А на следующее утро на заставе переполох, веселое нервное возбуждение. Хлопают двери казармы, до подъема уже никто не спит, расширенные, как в итальянском парламенте, дебаты в сушилке. «В чем дело?» — спрашиваю у дежурного. Оказывается, на левом стыке у соседа для нас свежая почта — письма, газеты, посылки, новый фильм. Желающих пробежаться до Заливной хоть отбавляй, просятся даже выходные и повар Ульямиша. Хотя путь не близкий, как-никак восемнадцать километров в один конец, и нелегкий — запомнил это по пробегу, который устроил мне Максимов. Держим военный совет. Рогозный колеблется. Прогноз как прогноз — ничего существенного не обещает, но ветер меняется, и это его беспокоит. В таких вопросах он щепетилен. «Все может сорваться», — с сожалением думаю я. Сам я, правда, ничего не жду, но мне жалко ребят — почты не было месяц. Предлагаю свою кандидатуру, и это решает дело. Рогозный дает «добро». Я отбираю счастливчиков. Мне очень хочется взять Мулева, но я сдерживаю себя. Беру тех, кто свободен от службы: выходных Машонова и Попова и Ульямишу. Мы выходим, провожаемые напутствиями и пожеланиями. Я знаю, теперь вся застава по часам, минутам и секундам будет следить за каждым нашим шагом, а у дежурного не будет отбоя от добровольных помощников посидеть у телефона.
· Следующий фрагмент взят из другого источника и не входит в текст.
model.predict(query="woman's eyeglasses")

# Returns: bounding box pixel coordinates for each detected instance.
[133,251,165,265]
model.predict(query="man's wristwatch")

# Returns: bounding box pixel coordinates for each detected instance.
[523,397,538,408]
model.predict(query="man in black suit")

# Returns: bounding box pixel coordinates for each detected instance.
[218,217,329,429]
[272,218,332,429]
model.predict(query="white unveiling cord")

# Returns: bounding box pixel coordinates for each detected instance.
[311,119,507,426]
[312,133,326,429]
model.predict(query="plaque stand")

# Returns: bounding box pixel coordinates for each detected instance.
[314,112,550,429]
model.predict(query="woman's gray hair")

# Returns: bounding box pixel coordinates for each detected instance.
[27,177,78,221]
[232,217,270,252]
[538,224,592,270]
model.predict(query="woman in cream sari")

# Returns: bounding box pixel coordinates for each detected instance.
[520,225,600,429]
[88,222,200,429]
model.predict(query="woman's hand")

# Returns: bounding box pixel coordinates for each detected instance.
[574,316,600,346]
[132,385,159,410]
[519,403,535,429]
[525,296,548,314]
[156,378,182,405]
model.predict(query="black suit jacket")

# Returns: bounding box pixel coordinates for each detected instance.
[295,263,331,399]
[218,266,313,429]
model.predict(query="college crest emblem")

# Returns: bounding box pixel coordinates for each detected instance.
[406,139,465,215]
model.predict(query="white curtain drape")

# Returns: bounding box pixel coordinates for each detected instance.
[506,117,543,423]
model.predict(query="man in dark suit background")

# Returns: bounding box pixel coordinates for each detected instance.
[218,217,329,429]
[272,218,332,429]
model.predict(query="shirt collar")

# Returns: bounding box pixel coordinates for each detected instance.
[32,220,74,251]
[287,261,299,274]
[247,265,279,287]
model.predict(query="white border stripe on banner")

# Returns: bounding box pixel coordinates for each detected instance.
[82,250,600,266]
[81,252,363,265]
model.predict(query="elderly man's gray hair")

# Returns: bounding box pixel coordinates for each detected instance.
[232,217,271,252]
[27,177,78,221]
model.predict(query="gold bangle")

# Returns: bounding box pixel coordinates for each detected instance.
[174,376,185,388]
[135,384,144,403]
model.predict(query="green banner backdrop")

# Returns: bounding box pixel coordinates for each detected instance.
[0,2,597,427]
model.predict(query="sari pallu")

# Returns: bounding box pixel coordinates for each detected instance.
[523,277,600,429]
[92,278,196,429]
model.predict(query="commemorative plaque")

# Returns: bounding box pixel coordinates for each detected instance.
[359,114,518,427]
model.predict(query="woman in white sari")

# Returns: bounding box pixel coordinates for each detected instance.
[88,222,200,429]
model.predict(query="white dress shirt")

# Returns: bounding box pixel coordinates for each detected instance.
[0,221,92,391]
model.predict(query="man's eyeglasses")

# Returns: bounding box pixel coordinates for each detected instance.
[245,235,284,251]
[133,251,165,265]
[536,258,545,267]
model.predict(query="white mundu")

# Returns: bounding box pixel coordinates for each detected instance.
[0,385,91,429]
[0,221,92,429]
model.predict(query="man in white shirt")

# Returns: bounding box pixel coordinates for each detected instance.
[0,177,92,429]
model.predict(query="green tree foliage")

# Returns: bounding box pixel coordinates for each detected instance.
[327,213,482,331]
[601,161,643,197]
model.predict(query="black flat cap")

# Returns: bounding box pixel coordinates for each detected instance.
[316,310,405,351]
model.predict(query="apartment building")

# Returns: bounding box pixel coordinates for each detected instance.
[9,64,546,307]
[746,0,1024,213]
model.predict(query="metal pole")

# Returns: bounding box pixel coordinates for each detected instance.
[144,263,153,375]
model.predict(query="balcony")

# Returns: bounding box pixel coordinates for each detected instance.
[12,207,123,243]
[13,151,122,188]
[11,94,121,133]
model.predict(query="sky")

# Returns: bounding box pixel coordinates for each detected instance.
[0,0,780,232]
Снег плотно сбит ветром, лыжи катят хорошо. Пять километров до «Разлуки» мы проходим почти в спринтерском темпе. Дальше, к сожалению, с лыжами приходится распроститься — внизу по берегу нашу дорожку выстилают камни, а ледяной припай еще слабоват, да и снега на нем нет, начисто сдуло ветром. Жаль, конечно, расставаться с лыжней, хорошей дорогой (может, поэтому и «Разлука»?), но ничего не попишешь. Втыкаем лыжи с палками в снег и начинаем нелегкий спуск по заледенелым, скользким и опасным склонам сопки…

Беда подстерегла нас на обратном пути. Здесь же, на подходе к «Разлуке». Если б все знать наперед, я бы сократил наше пребывание на стыке, отменил бы перекур на мысу Нескучном у серного источника, но… все мы крепки задним умом.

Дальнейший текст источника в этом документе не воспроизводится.